Pourquoi était-ce finalement périlleux ? Parce que la précédente conférence avait échoué, c’était à Copenhague, et qu’il y a des intérêts tellement contradictoires : il y a des pays développés qui ont émis des gaz à effet de serre pendant des années, et qui maintenant se disent qu’il faut arrêter et des pays émergents qui disent : « eh bien, nous, nous sommes au début de notre cycle de développement, pourquoi faudrait-il nous brider ? » Les pays les plus pauvres, eux, disent : « mais de toute façon, nous, on n’émet rien du tout, pourquoi allez-vous nous imposer quoi que ce soit ? »

Alors il faut tout de même bien se mettre au travail, et c’est ce que j’avais comme mission à Berlin avec la chancelière, d’appeler à la mobilisation car c’est un enjeu.

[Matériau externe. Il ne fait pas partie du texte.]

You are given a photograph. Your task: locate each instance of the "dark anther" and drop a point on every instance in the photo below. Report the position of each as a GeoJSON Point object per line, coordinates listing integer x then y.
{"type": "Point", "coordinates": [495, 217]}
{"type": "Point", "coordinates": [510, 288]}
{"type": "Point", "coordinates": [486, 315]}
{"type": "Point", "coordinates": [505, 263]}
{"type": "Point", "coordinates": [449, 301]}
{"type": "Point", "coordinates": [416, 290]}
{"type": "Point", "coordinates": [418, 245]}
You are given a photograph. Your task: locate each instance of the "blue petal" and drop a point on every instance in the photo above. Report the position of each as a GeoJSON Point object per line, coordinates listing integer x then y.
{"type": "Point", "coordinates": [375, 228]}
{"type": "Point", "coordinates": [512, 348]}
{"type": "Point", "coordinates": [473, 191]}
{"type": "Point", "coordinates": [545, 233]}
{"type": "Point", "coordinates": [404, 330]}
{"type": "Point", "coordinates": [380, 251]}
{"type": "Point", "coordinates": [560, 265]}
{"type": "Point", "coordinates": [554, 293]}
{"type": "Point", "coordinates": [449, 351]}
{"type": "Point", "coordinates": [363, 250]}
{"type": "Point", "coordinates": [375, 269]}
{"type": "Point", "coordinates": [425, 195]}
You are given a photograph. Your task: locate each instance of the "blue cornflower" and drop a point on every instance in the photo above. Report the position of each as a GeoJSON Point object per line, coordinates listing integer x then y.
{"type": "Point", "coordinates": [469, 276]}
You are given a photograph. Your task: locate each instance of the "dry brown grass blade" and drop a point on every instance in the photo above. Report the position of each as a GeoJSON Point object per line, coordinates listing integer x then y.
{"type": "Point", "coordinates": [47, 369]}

C’est un enjeu, le défi climatique. D’abord parce qu’il faut réussir cet accord, et nous nous y préparons, mais ensuite parce que c’est tout l’enjeu de l’excellence environnementale, qui est notre intérêt. C’est la raison pour laquelle nous avons fait voter à l’Assemblée nationale une loi : la transition énergétique. Ségolène Royal s’y est engagée, après Philippe Martin, et puis, nous avons fait voter une loi sur l’agriculture pour bien montrer que nous pouvions faire une agriculture respectueuse de l’environnement, c’est Stéphane Le Foll./.